• The results from the NIPU study will be presented by the Principal Investigator as an oral presentation at the ESMO Congress 2023 in Madrid, Spain, 20-24 October 2023.
  
  

Oslo, September 27, 2023 – Ultimovacs ASA (“Ultimovacs”) (OSE ULTI), a clinical-stage biotechnology leader in novel immunotherapeutic cancer vaccines, announced today that the results from the UV1 Phase II clinical trial NIPU will be presented at the ESMO Congress 2023 in Madrid, Spain, 20-24 October 2023.

The presentation title is “First survival data from the NIPU trial; A randomized, open-label, phase II study evaluating nivolumab and ipilimumab combined with UV1 vaccination as second line treatment in patients with malignant mesothelioma”. Principal Investigator Åslaug Helland, Professor at Oslo University Hospital, will give the presentation.

The NIPU study is an investigator-initiated Phase II clinical trial sponsored by Oslo University Hospital with support from Bristol-Myers Squibb and Ultimovacs. The study was designed to investigate if combining UV1 with the checkpoint inhibitors ipilimumab and nivolumab would provide a benefit compared to ipilimumab and nivolumab alone, in patients with malignant pleural mesothelioma as a second-line treatment, after first-line treatment with platinum-based chemotherapy. The randomized, open-label, multi-center trial with 118 patients was conducted in Australia, Denmark, Norway, Spain and Sweden.

About Ultimovacs
Ultimovacs is a clinical-stage biotechnology leader developing novel immunotherapeutic cancer vaccines to treat a broad range of cancer types. Ultimovacs’ lead universal cancer vaccine candidate, UV1, is a therapeutic cancer vaccine used to generate an immune response against the enzyme human telomerase (hTERT).  The enzyme is essential for the ability of cancer cells to proliferate. Telomerase is present in 85-90% of all cancers, across the stages of the disease. Ultimovacs is evaluating UV1 in a broad clinical development program across various cancer indications with different biologies and disease stages, in combination with different checkpoint inhibitors.

The topline data from NIPU are the first results among the currently five randomized trials in the UV1 Phase II clinical program.
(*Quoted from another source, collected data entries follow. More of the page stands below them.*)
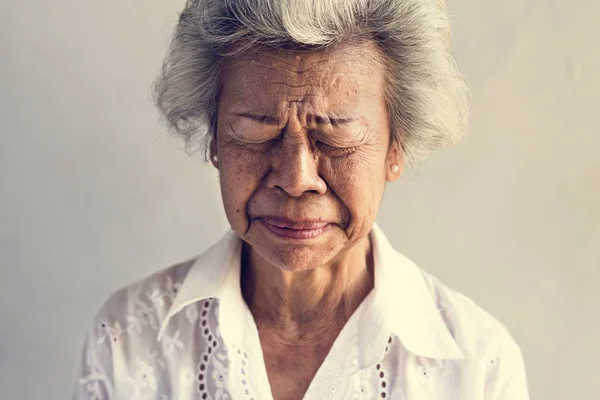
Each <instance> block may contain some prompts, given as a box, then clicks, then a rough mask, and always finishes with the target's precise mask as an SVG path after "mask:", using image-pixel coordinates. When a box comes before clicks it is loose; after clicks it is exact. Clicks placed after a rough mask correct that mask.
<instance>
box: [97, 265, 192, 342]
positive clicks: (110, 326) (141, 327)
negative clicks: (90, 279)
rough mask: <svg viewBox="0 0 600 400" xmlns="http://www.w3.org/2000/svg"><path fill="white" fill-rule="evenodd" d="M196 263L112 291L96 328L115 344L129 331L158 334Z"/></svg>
mask: <svg viewBox="0 0 600 400" xmlns="http://www.w3.org/2000/svg"><path fill="white" fill-rule="evenodd" d="M195 260H196V258H192V259H189V260H185V261H182V262H179V263H176V264H174V265H171V266H169V267H167V268H164V269H162V270H159V271H158V272H155V273H153V274H152V275H149V276H147V277H145V278H143V279H140V280H138V281H136V282H133V283H131V284H129V285H127V286H125V287H122V288H120V289H119V290H117V291H115V292H114V293H113V294H112V295H110V296H109V297H108V298H107V299H106V300H105V302H104V303H103V304H102V306H101V307H100V309H99V310H98V312H97V314H96V318H95V320H96V327H97V328H100V329H104V330H105V331H106V332H105V333H108V334H109V336H113V337H112V340H113V341H114V342H116V341H117V337H118V336H119V335H120V334H122V333H124V331H127V328H128V327H129V328H130V330H131V328H132V327H133V328H137V329H135V330H137V331H141V330H142V328H144V330H147V329H151V330H158V326H159V323H160V321H161V319H162V316H163V315H164V314H165V313H166V312H167V310H168V309H169V307H170V305H171V303H172V302H173V299H174V298H175V296H176V294H177V291H178V290H179V288H180V286H181V284H182V282H183V280H184V279H185V277H186V276H187V273H188V272H189V270H190V268H191V266H192V265H193V264H194V261H195Z"/></svg>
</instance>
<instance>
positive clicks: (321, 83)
mask: <svg viewBox="0 0 600 400" xmlns="http://www.w3.org/2000/svg"><path fill="white" fill-rule="evenodd" d="M382 61H383V60H382V58H381V55H380V54H379V52H378V51H377V50H376V49H375V47H374V45H371V44H364V45H360V46H349V47H344V48H337V49H335V50H329V51H327V52H325V51H320V52H292V51H264V52H260V53H254V54H245V55H241V56H236V57H234V58H232V59H231V60H230V61H229V62H228V64H227V68H226V71H225V72H224V74H223V76H222V82H223V88H222V92H221V96H220V101H219V111H218V123H217V134H216V140H213V143H212V145H211V157H212V156H217V161H215V160H214V159H213V163H214V165H215V166H216V167H217V168H218V170H219V176H220V181H221V192H222V196H223V203H224V206H225V213H226V215H227V219H228V220H229V223H230V224H231V227H232V229H233V230H234V231H235V232H236V233H237V234H238V235H239V236H240V237H241V238H242V239H244V240H245V241H246V242H247V243H248V244H250V246H251V247H252V251H255V252H257V253H258V256H260V257H261V258H263V259H265V260H266V261H268V262H270V263H271V264H273V265H276V266H278V267H280V268H283V269H285V270H288V271H301V270H308V269H313V268H316V267H318V266H321V265H324V264H328V263H331V262H335V261H336V259H340V257H343V255H344V254H345V253H346V251H347V250H348V249H350V248H351V247H352V246H353V245H355V244H357V243H358V242H360V241H361V240H365V239H366V238H367V235H368V233H369V232H370V230H371V227H372V225H373V223H374V221H375V217H376V214H377V210H378V208H379V204H380V202H381V199H382V196H383V191H384V188H385V184H386V181H391V180H394V179H396V178H398V177H399V175H400V171H398V170H393V169H392V165H398V166H399V167H400V170H401V167H402V155H401V154H400V152H399V150H398V149H397V148H396V146H390V130H389V124H388V115H387V108H386V104H385V102H384V69H383V63H382Z"/></svg>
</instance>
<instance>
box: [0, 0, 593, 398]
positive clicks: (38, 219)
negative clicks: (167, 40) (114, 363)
mask: <svg viewBox="0 0 600 400" xmlns="http://www.w3.org/2000/svg"><path fill="white" fill-rule="evenodd" d="M182 5H183V0H181V1H168V2H165V1H157V0H144V1H142V0H126V1H116V0H103V1H93V2H87V1H75V0H56V1H44V0H28V1H19V0H2V1H0V132H1V133H0V397H1V398H2V399H11V400H12V399H27V400H29V399H65V398H68V397H69V395H70V392H71V388H72V385H73V383H74V378H75V375H74V374H75V367H76V364H77V363H78V362H79V352H80V349H81V343H82V340H83V335H84V332H85V330H86V328H87V327H88V326H89V324H90V322H91V318H92V316H93V314H94V313H95V311H96V310H97V309H98V307H99V306H100V304H101V303H102V302H103V301H104V299H106V297H107V296H108V295H110V294H111V293H112V292H113V291H115V290H116V289H117V288H120V287H122V286H124V285H126V284H128V283H130V282H131V281H133V280H137V279H139V278H142V277H144V276H146V275H147V274H149V273H151V272H153V271H156V270H158V269H161V268H164V267H166V266H168V265H171V264H172V263H174V262H176V261H180V260H183V259H186V258H188V257H192V256H194V255H196V254H198V253H200V252H201V251H202V250H204V249H205V248H206V247H207V246H208V245H209V244H211V243H212V242H213V241H214V240H216V238H218V237H219V236H220V235H221V234H222V233H223V232H224V231H225V230H226V228H227V223H226V220H225V218H224V214H223V211H222V207H221V203H220V198H219V196H220V195H219V191H218V186H217V180H216V174H215V171H214V170H213V169H212V168H209V167H208V166H204V165H203V163H202V161H201V157H200V156H199V155H197V156H194V157H192V158H190V157H188V156H187V155H186V154H185V152H184V151H183V150H182V145H181V144H180V143H179V142H177V141H175V140H173V139H171V138H169V137H168V136H167V135H165V134H164V129H163V127H162V126H161V125H160V124H159V123H158V115H157V113H156V111H155V109H154V107H153V105H152V104H151V102H150V101H149V95H148V94H149V86H150V84H151V82H152V80H153V78H154V76H155V74H156V72H157V70H158V67H159V65H160V62H161V60H162V57H163V54H164V51H165V47H166V43H167V39H168V37H169V35H170V32H171V30H172V27H173V25H174V23H175V22H176V12H177V11H179V9H180V8H181V6H182ZM449 10H450V13H451V14H452V22H453V25H454V42H453V43H454V52H455V55H456V57H457V59H458V61H459V63H460V65H461V67H462V69H463V71H464V72H465V73H466V74H467V75H468V77H469V80H470V82H471V87H472V90H473V95H474V109H473V113H472V119H471V121H472V122H471V127H470V133H469V136H468V138H467V139H466V140H465V141H464V142H463V143H462V144H461V145H460V146H458V147H456V148H455V149H453V150H450V151H448V152H446V153H443V154H440V155H439V156H437V157H436V158H435V159H434V161H433V162H432V163H431V164H430V166H429V167H428V168H426V169H425V171H424V172H423V173H422V174H421V175H420V176H418V177H416V178H414V179H407V180H404V181H403V182H400V183H397V184H394V185H392V186H390V187H389V188H388V191H387V193H386V196H385V200H384V204H383V206H382V209H381V210H380V215H379V221H380V225H381V226H382V227H383V228H384V230H385V231H386V232H387V234H388V235H389V237H390V239H391V241H392V242H393V244H394V245H395V246H396V248H398V249H399V250H401V251H403V252H404V253H405V254H407V255H408V256H410V257H411V258H413V259H414V260H415V261H417V262H418V263H419V264H420V265H421V266H422V267H423V268H425V269H428V270H429V271H431V272H433V273H434V274H436V275H438V276H439V277H440V278H441V279H442V280H443V281H445V282H446V283H447V284H449V285H450V286H452V287H454V288H455V289H458V290H460V291H462V292H464V293H465V294H467V295H468V296H470V297H472V298H473V299H474V300H475V301H476V302H477V303H479V304H480V305H482V306H483V307H484V308H486V309H488V310H489V311H490V312H491V313H492V314H494V315H496V316H497V317H498V318H499V319H500V320H501V321H503V322H504V324H505V325H506V326H507V327H508V328H509V329H510V330H511V332H512V333H513V334H514V336H515V338H516V339H517V341H518V342H519V343H520V345H521V346H522V348H523V352H524V355H525V358H526V364H527V368H528V372H529V380H530V387H531V393H532V398H534V399H546V400H570V399H598V398H600V379H598V378H597V375H598V373H599V372H600V370H599V367H598V360H599V359H600V292H599V291H598V289H597V286H598V282H599V278H600V268H599V267H600V155H599V154H600V134H599V132H600V122H599V121H600V119H599V110H598V107H599V105H600V34H599V33H598V28H597V19H598V17H599V16H600V3H598V2H595V1H592V0H589V1H586V0H573V1H566V0H564V1H560V0H504V1H492V0H478V1H470V0H449Z"/></svg>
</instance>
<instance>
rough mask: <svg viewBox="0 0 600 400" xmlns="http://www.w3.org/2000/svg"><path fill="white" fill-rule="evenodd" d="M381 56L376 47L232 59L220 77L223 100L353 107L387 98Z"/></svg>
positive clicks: (338, 107)
mask: <svg viewBox="0 0 600 400" xmlns="http://www.w3.org/2000/svg"><path fill="white" fill-rule="evenodd" d="M383 71H384V68H383V57H382V55H381V53H380V52H379V50H378V49H377V47H376V45H374V44H371V43H363V44H359V45H352V46H343V47H336V48H329V49H326V50H319V51H286V50H263V51H257V52H252V53H246V54H241V55H238V56H234V57H232V58H231V59H229V60H228V62H227V63H226V66H225V70H224V73H223V75H222V88H223V90H222V98H223V97H225V98H227V100H228V102H230V103H231V105H234V104H236V103H248V102H249V101H251V102H252V103H253V105H254V106H256V107H260V108H265V107H266V108H268V107H273V103H277V102H281V101H284V102H294V103H300V104H304V105H306V106H307V107H308V106H310V107H314V108H319V109H322V108H348V107H350V108H352V107H356V106H358V105H359V104H360V103H364V102H372V101H373V98H381V97H382V96H383V82H384V79H383Z"/></svg>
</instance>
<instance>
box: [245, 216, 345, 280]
mask: <svg viewBox="0 0 600 400" xmlns="http://www.w3.org/2000/svg"><path fill="white" fill-rule="evenodd" d="M252 225H255V224H254V223H253V224H252ZM256 225H258V224H256ZM338 231H339V229H336V228H335V227H332V228H331V229H330V231H329V232H326V233H325V234H323V235H322V236H321V237H318V238H314V239H309V240H286V239H282V238H278V237H275V236H273V234H272V233H270V232H269V231H267V230H266V229H265V228H264V227H260V226H256V227H255V226H252V227H251V229H250V230H249V231H248V232H247V235H246V238H245V240H246V242H248V244H249V245H250V246H251V247H252V249H253V251H256V252H257V253H258V255H259V256H260V258H262V259H264V260H265V261H267V262H268V263H269V264H272V265H273V266H276V267H279V268H281V269H282V270H285V271H289V272H300V271H308V270H312V269H315V268H317V267H320V266H322V265H324V264H327V263H328V262H329V261H330V260H332V259H334V258H335V256H336V255H337V253H338V252H339V250H341V249H342V248H343V241H342V240H341V239H343V238H341V237H340V236H341V235H340V232H338Z"/></svg>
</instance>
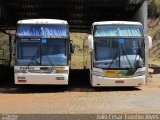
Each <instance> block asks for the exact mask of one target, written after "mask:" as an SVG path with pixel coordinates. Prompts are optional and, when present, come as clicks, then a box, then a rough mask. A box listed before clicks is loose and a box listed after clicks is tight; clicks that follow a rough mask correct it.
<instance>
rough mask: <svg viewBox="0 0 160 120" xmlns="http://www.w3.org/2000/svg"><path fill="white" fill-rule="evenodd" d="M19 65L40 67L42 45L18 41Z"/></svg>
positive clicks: (29, 42)
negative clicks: (24, 65)
mask: <svg viewBox="0 0 160 120" xmlns="http://www.w3.org/2000/svg"><path fill="white" fill-rule="evenodd" d="M16 44H17V50H16V51H17V54H16V64H17V65H39V64H40V59H39V58H40V45H39V44H40V43H39V41H38V40H34V41H27V40H25V41H17V43H16Z"/></svg>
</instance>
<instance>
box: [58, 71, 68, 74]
mask: <svg viewBox="0 0 160 120" xmlns="http://www.w3.org/2000/svg"><path fill="white" fill-rule="evenodd" d="M56 73H66V74H68V70H56Z"/></svg>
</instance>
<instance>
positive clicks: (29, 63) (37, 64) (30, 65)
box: [27, 50, 40, 66]
mask: <svg viewBox="0 0 160 120" xmlns="http://www.w3.org/2000/svg"><path fill="white" fill-rule="evenodd" d="M37 53H38V50H37V51H36V53H35V54H34V55H33V56H32V58H31V60H30V62H29V63H28V65H27V66H31V64H32V62H35V63H36V64H37V65H39V64H40V63H39V62H38V61H37V60H36V59H35V57H36V55H37Z"/></svg>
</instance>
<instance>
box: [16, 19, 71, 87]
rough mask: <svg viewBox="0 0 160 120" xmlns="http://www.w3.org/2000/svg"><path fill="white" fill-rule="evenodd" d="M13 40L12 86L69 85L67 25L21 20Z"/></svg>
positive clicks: (60, 22)
mask: <svg viewBox="0 0 160 120" xmlns="http://www.w3.org/2000/svg"><path fill="white" fill-rule="evenodd" d="M16 36H17V38H16V52H15V67H14V73H15V84H53V85H67V84H68V76H69V63H70V54H71V47H70V46H71V42H70V39H69V27H68V23H67V21H64V20H56V19H28V20H20V21H18V23H17V30H16Z"/></svg>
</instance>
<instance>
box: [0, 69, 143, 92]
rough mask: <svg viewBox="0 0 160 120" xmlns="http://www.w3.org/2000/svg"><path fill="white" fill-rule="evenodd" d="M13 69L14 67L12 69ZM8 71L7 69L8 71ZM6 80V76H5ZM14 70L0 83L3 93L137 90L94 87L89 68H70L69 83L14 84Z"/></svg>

In addition to malignant pleural mesothelioma, Phase II studies are ongoing in patients with malignant melanoma, head and neck cancer, ovarian cancer, and non-small cell lung cancer. The topline data from the malignant melanoma study INITIUM and the head and neck cancer study FOCUS are expected within a year. UV1 is a patented, proprietary technology owned by Ultimovacs.

Ultimovacs’ second technology approach, the proprietary Tetanus-Epitope-Targeting (TET) platform, combines tumor-specific peptides and a tetanus-based adjuvant in the same molecule. 

For further information, please see www.ultimovacs.com or contact:

Carlos de Sousa, CEO
Email: carlos.desousa@ultimovacs.com
Phone: +47 908 92507

Anne Worsøe, Head of IR
Email: anne.worsoe@ultimovacs.com
Phone: +47 906 86815

This information is considered to be inside information pursuant to the EU Market Abuse Regulation and is subject to the disclosure requirements pursuant to Section 5-12 in the Norwegian Securities Trading Act.

This stock exchange announcement was published by Anne Worsøe, Head of Investor Relations at Ultimovacs ASA, on September 27, 2023 at 16:30 (CET).